Thankfully, Gurney Halleck knows plenty about desert survival... uh, I mean, Picard.
Taking shelter in a cave, they discover a fabulous water fountain, zealously guarded by a forcefield and an energy sentry that encases marauders in deadly fibres.
"Enough thinking, it's time to do something," ends up being Dirgo's epitaph. When he is, predictably, encased in deadly fibres.
Wes tells the wavering semi-conscious Captain how lucky he feels to have served with him. How everything he does is an attempt to make Picard proud of him.
Picard tells Wes to look up Boothby, who helped him as a cadet. Boothby's been there forever, one of the wisest people Picard ever knew. He's the groundskeeper.
"Oh, I envy you, Wesley Crusher." Picard smiles. "You're just at the beginning of the adventure." And finally: "You remember... I was always proud of you."
Wesley works water wizardry with some unexplained tricorder antics and saves his Captain's life.

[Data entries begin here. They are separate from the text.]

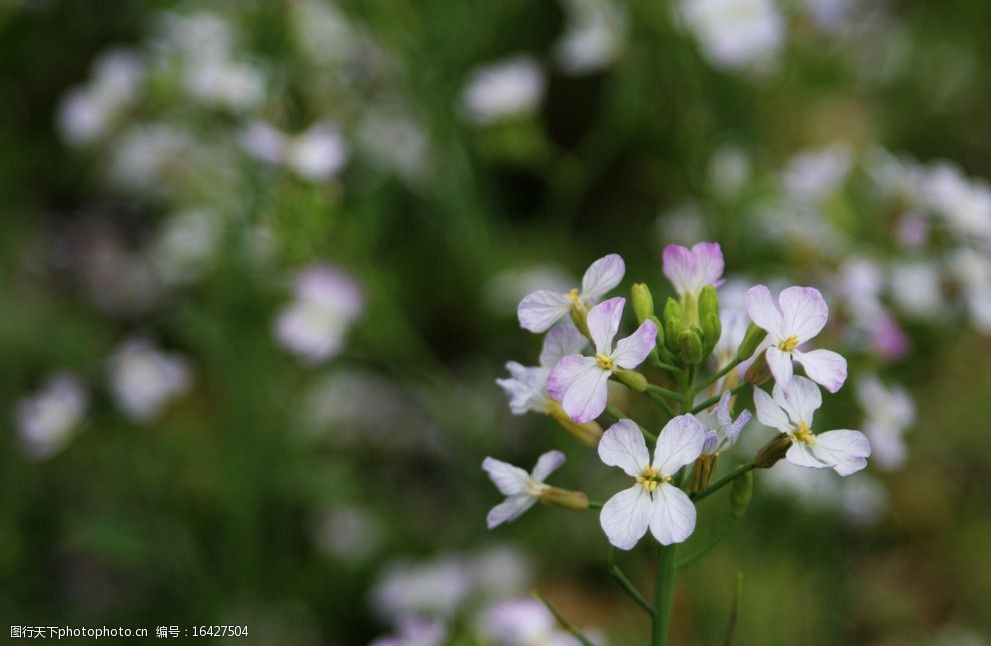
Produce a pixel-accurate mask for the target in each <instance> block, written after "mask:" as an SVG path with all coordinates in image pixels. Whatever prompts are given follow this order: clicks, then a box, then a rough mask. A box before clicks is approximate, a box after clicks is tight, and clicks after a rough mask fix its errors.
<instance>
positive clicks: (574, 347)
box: [540, 323, 588, 368]
mask: <svg viewBox="0 0 991 646" xmlns="http://www.w3.org/2000/svg"><path fill="white" fill-rule="evenodd" d="M587 345H588V339H586V338H585V336H584V335H583V334H582V333H581V332H579V331H578V328H576V327H575V326H574V325H571V324H568V323H565V324H563V325H558V326H557V327H555V328H553V329H552V330H551V331H550V332H548V333H547V336H546V337H544V347H543V349H542V350H541V351H540V365H542V366H544V367H545V368H553V367H554V366H555V365H557V362H558V361H560V360H561V358H562V357H566V356H568V355H569V354H581V351H582V350H584V349H585V346H587Z"/></svg>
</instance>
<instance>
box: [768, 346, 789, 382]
mask: <svg viewBox="0 0 991 646" xmlns="http://www.w3.org/2000/svg"><path fill="white" fill-rule="evenodd" d="M765 356H766V357H767V367H768V368H770V369H771V374H772V375H774V381H775V383H776V384H781V385H787V384H788V382H789V381H791V376H792V374H794V372H795V368H794V367H793V366H792V365H791V353H789V352H784V351H782V350H781V348H778V347H776V346H773V345H772V346H771V347H769V348H768V349H767V352H766V353H765Z"/></svg>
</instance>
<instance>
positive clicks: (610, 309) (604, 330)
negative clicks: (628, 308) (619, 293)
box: [587, 296, 626, 355]
mask: <svg viewBox="0 0 991 646" xmlns="http://www.w3.org/2000/svg"><path fill="white" fill-rule="evenodd" d="M625 305H626V299H625V298H623V297H622V296H617V297H616V298H610V299H609V300H607V301H602V302H601V303H599V304H598V305H596V306H595V307H593V308H592V309H590V310H589V311H588V318H587V321H588V332H589V334H591V335H592V340H593V341H595V351H596V352H597V353H599V354H605V355H608V354H610V353H612V340H613V337H615V336H616V332H617V330H619V322H620V320H622V318H623V307H624V306H625Z"/></svg>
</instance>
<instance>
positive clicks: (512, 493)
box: [482, 451, 564, 529]
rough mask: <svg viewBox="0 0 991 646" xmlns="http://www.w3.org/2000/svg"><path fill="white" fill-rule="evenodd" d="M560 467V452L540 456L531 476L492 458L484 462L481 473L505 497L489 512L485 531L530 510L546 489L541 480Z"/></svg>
mask: <svg viewBox="0 0 991 646" xmlns="http://www.w3.org/2000/svg"><path fill="white" fill-rule="evenodd" d="M562 464H564V454H563V453H561V452H560V451H548V452H547V453H544V454H543V455H541V456H540V458H539V459H538V460H537V464H536V465H534V467H533V471H532V472H531V473H527V472H526V471H524V470H523V469H521V468H519V467H514V466H513V465H511V464H509V463H507V462H503V461H501V460H496V459H495V458H489V457H487V458H485V460H484V461H483V462H482V469H484V470H485V472H486V473H488V474H489V478H490V479H491V480H492V482H493V483H494V484H495V486H496V488H498V489H499V491H500V492H502V493H503V494H505V496H506V500H504V501H503V502H501V503H499V504H498V505H496V506H495V507H493V508H492V510H491V511H489V515H488V518H486V522H487V523H488V525H489V529H493V528H494V527H497V526H499V525H501V524H502V523H508V522H510V521H514V520H516V519H517V518H519V517H520V516H522V515H523V513H524V512H525V511H526V510H528V509H530V507H533V506H534V504H536V502H537V501H538V500H539V499H540V495H541V494H542V493H543V492H544V490H546V489H548V488H549V485H546V484H544V480H545V479H547V476H549V475H550V474H551V473H553V472H554V471H556V470H557V469H558V468H559V467H560V466H561V465H562Z"/></svg>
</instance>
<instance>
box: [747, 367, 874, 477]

Dirgo's shuttle contained Sonodamite, the metal you can't name without snickering. But it sticks out like a sore thumb on this moon. Rescued! Commence snickering. Sonodamite!?
But my Final Mission is the married life, and even more than I loved Wes then, I love my wife now. I would brave deadly fibres and stultifying mortgages and deserts and radioactive barges, all for the sake of the font of love that is my lovely Trisha.
There is no better adventure, and no one I would rather share it with. Happy Anniversary, my beloved.